Wednesday, 27 March 2013
Ted Hughes's 'Full Moon and Little Frieda' - A Full Moon In March
Moon photo © Chris Turner
As I waited for the train tonight in the deathly late-March cold, the full moon hit my eye rather in the manner of a big pizza pie. Given that March seems to be associated with madness anyway (mad as a March hare?), I suppose we will just have to see how things go.
The Guardian recently did a good series of poetry podcasts, featuring well-known poets reading and discussing favourite poems.

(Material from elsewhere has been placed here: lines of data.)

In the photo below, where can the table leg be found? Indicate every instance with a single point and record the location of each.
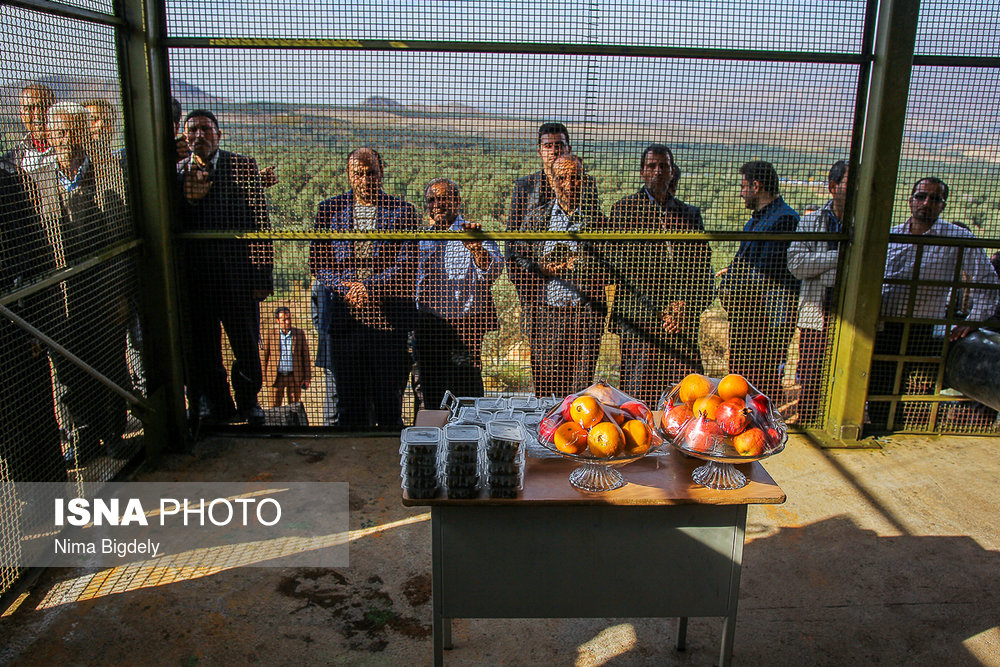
(441, 627)
(446, 634)
(729, 621)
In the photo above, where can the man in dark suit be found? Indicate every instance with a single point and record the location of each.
(370, 288)
(286, 360)
(318, 309)
(536, 191)
(228, 279)
(661, 289)
(569, 306)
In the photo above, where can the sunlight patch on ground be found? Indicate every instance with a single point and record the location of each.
(608, 644)
(173, 568)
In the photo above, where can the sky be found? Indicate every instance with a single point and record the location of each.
(738, 97)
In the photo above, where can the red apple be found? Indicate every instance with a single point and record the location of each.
(703, 435)
(638, 410)
(750, 443)
(761, 404)
(732, 417)
(674, 420)
(548, 426)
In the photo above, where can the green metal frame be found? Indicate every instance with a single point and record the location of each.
(875, 176)
(145, 81)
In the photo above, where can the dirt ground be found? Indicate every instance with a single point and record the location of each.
(879, 556)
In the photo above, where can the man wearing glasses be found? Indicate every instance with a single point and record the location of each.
(928, 199)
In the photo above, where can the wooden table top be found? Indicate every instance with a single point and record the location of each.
(662, 478)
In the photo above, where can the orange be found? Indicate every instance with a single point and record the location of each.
(586, 411)
(733, 386)
(707, 405)
(605, 440)
(570, 437)
(693, 387)
(637, 436)
(617, 414)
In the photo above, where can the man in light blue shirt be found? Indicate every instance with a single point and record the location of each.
(455, 307)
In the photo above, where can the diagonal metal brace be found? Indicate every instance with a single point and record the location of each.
(132, 398)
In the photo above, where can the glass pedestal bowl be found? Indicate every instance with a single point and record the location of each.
(597, 475)
(719, 471)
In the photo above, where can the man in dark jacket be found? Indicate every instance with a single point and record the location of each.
(536, 191)
(758, 291)
(569, 304)
(369, 288)
(661, 289)
(227, 279)
(29, 433)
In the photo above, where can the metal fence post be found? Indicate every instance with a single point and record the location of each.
(875, 181)
(148, 134)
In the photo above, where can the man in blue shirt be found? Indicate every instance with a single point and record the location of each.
(455, 307)
(758, 291)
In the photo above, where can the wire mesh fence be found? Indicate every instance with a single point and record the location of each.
(378, 203)
(70, 328)
(944, 283)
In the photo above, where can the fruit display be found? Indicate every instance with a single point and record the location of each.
(599, 426)
(724, 420)
(600, 422)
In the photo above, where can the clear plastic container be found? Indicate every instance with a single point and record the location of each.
(419, 451)
(502, 459)
(526, 403)
(492, 403)
(458, 464)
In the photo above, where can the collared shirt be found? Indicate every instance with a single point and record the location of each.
(938, 262)
(285, 362)
(560, 293)
(449, 283)
(70, 185)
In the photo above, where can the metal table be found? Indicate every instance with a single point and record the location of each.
(659, 547)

Simon Armitage did a podcast on Ted Hughes's famous 'Full Moon and Little Frieda', and you can listen to it on this link: http://www.guardian.co.uk/books/audio/2013/feb/18/ted-hiughes-simon-armitage-poetry-podcast
There are a number of Ted Hughes poems which I prefer, but 'Full Moon and Little Frieda', written for Hughes's daughter, has a beautiful innocence to it which I like (although the bleak image of "a dark river of blood" is also Hughesian - his depictions of nature tended to be red in tooth and claw.)

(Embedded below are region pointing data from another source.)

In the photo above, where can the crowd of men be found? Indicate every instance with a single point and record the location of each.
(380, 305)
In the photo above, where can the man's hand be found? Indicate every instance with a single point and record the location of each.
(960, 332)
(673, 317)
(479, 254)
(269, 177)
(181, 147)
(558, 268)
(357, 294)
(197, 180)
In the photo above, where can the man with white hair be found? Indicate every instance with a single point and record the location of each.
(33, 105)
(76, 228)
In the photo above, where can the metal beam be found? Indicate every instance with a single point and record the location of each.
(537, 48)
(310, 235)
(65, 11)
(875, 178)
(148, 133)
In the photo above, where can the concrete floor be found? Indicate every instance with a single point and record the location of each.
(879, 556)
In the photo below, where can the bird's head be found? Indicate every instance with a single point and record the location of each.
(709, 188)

I love the idea of the interaction between the moon and the child - "The moon has stepped back like an artist gazing amazed at a work/That points at him amazed." It seems to me unique among his poems.

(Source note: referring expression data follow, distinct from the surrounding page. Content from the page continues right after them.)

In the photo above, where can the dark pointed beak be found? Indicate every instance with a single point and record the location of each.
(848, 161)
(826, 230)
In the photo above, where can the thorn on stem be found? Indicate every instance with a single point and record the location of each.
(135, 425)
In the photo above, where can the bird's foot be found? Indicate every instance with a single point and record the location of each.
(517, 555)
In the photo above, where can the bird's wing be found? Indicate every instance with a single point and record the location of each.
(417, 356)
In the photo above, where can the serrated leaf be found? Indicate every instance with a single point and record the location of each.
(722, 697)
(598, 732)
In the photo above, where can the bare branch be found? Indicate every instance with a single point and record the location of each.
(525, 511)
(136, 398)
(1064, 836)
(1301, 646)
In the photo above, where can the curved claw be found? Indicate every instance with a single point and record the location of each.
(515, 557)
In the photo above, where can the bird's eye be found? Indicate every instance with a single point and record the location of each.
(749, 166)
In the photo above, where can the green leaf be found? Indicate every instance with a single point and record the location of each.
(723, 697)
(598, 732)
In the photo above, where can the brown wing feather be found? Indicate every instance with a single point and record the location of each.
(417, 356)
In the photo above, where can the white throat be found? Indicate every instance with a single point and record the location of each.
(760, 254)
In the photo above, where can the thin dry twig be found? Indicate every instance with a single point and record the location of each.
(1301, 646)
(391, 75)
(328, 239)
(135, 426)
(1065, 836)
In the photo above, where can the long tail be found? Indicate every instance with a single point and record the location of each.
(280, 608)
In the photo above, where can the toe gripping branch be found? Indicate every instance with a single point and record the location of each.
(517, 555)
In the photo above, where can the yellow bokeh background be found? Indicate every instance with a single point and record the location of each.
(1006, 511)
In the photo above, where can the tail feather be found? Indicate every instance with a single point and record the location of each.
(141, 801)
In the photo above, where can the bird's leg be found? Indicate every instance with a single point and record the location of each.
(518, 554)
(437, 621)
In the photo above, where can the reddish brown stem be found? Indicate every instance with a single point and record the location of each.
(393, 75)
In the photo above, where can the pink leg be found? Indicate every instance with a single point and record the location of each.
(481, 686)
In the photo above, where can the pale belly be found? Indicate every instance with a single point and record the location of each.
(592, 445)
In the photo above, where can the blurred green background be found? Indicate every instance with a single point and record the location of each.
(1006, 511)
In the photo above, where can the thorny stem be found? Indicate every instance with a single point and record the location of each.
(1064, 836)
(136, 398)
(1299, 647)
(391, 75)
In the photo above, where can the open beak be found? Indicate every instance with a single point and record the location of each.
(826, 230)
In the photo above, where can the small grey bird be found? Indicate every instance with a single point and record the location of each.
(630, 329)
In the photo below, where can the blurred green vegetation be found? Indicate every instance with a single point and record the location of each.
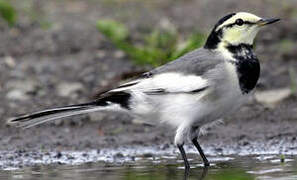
(157, 48)
(7, 12)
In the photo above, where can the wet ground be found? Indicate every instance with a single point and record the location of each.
(66, 62)
(162, 166)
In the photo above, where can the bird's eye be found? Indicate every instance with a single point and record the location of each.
(239, 22)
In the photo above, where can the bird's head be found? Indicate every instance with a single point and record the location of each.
(236, 28)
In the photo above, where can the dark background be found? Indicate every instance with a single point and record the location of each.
(54, 55)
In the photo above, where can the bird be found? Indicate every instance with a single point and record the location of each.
(189, 93)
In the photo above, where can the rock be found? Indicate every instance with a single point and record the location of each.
(17, 94)
(9, 61)
(69, 89)
(271, 98)
(26, 86)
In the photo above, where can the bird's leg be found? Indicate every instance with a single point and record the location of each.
(184, 156)
(196, 144)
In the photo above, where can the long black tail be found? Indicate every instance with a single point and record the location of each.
(36, 118)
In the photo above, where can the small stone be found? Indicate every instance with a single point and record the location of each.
(119, 54)
(10, 61)
(69, 89)
(119, 155)
(17, 94)
(272, 97)
(58, 155)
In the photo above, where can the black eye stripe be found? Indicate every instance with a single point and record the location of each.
(244, 22)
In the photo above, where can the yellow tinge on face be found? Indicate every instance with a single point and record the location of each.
(240, 34)
(245, 34)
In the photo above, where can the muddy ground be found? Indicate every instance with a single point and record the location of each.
(65, 63)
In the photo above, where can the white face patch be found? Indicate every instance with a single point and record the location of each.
(235, 34)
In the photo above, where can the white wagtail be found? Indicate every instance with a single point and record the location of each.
(191, 92)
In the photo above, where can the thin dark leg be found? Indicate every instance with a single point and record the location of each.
(196, 144)
(182, 151)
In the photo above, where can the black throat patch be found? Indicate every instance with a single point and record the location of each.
(247, 65)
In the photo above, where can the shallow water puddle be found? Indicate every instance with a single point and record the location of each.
(145, 163)
(223, 168)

Just as I was finishing writing this, the phrase "a full moon in March" went through my head. As I couldn't place it, I turned to Google, which obligingly reminded me that it was the title of a play by W B Yeats and sometimes the (inaccurate) title of one of his poetry collections. Yeats also wrote a number of poems about the moon. All things are interconnected, indeed.